Conclusions and Discussion

Main Conclusions

  1. Technical Breakthrough: MAHA successfully addresses limitations of traditional RAG systems in multimodal data processing
  2. Performance Improvement: Achieves significant performance improvements on multiple benchmark datasets, particularly 72% improvement in ROUGE-L metric
  3. Complete Coverage: First to achieve complete modality coverage, demonstrating effectiveness of cross-modal reasoning
  4. Scalability: Provides a scalable and interpretable retrieval framework

Limitations

  1. KG Construction Complexity: Construction of modality-aware knowledge graphs requires specialized parsing and alignment strategies
  2. Computational Overhead: Hybrid retrieval mechanism may increase computational complexity
  3. Domain Adaptability: Adaptation capabilities in specific domains require further verification
  4. Dynamic Updates: Static KGs face challenges in handling dynamic information updates

Future Directions

  1. Automated KG Construction: Develop more advanced automated methods for handling highly unstructured data
  2. Dynamic Query Routing: Implement intelligent routers that adapt to query complexity in real-time
  3. Larger-Scale Evaluation: Validate the method on larger-scale and more diverse datasets
  4. Real-Time Optimization: Optimize system response time to improve practical applicability

In-Depth Evaluation

Strengths

  1. Strong Innovation: First to propose the concept of modality-aware knowledge graphs, filling an important gap in multimodal RAG
  2. Complete Methodology: End-to-end solution from data ingestion to final generation
  3. Comprehensive Experiments: Thorough evaluation on multiple datasets, including ablation studies
  4. Metric Innovation: Proposes modality coverage as an important evaluation metric
  5. Significant Results: Achieves substantial improvements across all key metrics

Weaknesses

  1. High Complexity: Relatively complex system architecture that may face deployment challenges
  2. Dataset Scale: Evaluation datasets may have limited scale and diversity
  3. Insufficient Error Analysis: Lacks in-depth analysis of failure cases
  4. Computational Cost: Paper does not thoroughly discuss computational resource requirements and efficiency
  5. Generalization Ability: Generalization capability on unseen domains and data types requires further verification

Impact

  1. Academic Value: Provides new research directions and benchmarks for multimodal information retrieval
  2. Practical Value: Has broad application prospects in document analysis, technical support, education, and other fields
  3. Reproducibility: Paper provides detailed implementation details facilitating subsequent research
  4. Inspirational Value: Modality-aware KG concept may inspire research in other multimodal tasks

Applicable Scenarios

  1. Enterprise Document Analysis: Processing financial reports and technical documents containing diagrams and tables
  2. Academic Research Support: Assisting researchers in extracting information from multimodal academic papers
  3. Educational Assistance: Providing cross-modal knowledge question-answering services to students
  4. Medical Document Processing: Analyzing medical reports containing images and tables
  5. Legal Document Review: Processing complex legal documents and evidence materials

References

The paper cites 32 related references, primarily including:

  • RAG Fundamentals: Classical retrieval methods such as BM25, FAISS, SBERT
  • Multimodal Models: CLIP, Kosmos-1, MM-ReAct, etc.
  • Knowledge Graph Methods: Various KG-enhanced RAG frameworks
  • Evaluation Benchmarks: UDA, MRAMG-Bench, REAL-MM-RAG-Bench, etc.

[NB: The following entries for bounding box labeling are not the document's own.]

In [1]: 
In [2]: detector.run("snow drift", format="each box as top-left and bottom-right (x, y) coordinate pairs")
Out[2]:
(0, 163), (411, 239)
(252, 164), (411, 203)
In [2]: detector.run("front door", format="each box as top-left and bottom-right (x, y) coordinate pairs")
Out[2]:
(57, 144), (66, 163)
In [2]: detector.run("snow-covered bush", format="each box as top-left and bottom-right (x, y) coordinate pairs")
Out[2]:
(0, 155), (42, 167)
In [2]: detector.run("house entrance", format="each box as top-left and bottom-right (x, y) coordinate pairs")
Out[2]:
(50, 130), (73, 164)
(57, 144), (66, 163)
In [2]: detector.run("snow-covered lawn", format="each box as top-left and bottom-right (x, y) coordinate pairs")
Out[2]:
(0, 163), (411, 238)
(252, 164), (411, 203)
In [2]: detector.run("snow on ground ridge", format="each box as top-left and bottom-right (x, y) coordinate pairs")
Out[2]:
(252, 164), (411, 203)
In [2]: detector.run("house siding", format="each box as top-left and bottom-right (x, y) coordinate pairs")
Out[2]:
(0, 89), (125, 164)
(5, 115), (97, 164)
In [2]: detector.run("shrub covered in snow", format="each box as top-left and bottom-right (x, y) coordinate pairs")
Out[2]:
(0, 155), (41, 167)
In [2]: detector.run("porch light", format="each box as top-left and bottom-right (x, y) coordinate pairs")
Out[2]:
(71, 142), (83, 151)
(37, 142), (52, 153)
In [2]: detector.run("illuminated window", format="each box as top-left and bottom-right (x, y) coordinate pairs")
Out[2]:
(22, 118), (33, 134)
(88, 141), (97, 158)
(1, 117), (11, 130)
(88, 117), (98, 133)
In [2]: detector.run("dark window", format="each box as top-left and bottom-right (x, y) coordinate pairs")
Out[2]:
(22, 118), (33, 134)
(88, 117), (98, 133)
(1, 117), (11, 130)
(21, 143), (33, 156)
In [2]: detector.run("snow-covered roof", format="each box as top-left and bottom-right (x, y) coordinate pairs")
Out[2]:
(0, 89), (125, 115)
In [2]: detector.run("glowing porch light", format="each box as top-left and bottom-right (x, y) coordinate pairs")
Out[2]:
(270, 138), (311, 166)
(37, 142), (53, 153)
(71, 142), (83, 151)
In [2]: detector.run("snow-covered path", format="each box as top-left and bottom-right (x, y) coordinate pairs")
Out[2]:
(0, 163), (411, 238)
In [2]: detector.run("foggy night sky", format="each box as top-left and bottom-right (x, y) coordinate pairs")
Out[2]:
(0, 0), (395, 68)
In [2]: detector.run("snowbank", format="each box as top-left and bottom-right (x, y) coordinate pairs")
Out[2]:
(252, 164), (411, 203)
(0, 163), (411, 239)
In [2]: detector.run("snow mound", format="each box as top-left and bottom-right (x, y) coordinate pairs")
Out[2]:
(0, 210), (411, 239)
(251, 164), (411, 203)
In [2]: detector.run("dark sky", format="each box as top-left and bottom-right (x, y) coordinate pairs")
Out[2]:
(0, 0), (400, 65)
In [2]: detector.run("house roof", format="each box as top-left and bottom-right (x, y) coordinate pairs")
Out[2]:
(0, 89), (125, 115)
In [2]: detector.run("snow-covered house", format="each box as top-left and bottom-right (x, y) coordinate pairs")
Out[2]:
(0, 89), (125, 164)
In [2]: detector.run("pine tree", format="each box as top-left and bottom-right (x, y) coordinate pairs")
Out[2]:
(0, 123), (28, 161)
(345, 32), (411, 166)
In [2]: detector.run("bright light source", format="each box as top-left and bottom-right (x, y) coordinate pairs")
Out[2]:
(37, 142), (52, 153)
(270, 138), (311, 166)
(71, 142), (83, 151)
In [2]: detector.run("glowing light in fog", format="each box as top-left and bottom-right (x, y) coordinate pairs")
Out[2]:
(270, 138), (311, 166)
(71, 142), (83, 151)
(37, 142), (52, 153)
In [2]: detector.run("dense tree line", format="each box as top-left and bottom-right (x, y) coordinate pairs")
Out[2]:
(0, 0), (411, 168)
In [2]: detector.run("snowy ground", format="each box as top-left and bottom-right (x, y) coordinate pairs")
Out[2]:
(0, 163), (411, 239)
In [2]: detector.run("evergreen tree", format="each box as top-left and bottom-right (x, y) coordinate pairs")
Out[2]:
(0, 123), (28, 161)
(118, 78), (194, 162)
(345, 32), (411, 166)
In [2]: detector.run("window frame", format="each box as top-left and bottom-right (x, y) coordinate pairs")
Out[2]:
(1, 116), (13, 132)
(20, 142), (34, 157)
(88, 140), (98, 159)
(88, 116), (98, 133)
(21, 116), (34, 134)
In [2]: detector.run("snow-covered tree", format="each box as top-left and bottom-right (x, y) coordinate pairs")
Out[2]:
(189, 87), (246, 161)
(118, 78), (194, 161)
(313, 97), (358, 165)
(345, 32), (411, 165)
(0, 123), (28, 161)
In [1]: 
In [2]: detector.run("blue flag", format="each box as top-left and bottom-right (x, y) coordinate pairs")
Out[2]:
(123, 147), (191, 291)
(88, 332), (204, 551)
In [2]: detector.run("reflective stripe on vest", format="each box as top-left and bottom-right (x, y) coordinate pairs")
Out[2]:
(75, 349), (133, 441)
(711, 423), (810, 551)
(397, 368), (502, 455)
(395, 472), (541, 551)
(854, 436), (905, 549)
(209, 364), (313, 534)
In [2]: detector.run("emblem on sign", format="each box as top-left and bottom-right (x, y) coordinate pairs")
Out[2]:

Overall Assessment: This is a high-quality research paper that proposes an innovative solution to the important and challenging problem of multimodal RAG. The MAHA architecture achieves significant technical breakthroughs through modality-aware knowledge graphs and hybrid retrieval strategies, with convincing experimental results. While there remains room for improvement in complexity and generalization capability, this work establishes an important foundation for multimodal information retrieval research and possesses high academic value and practical potential.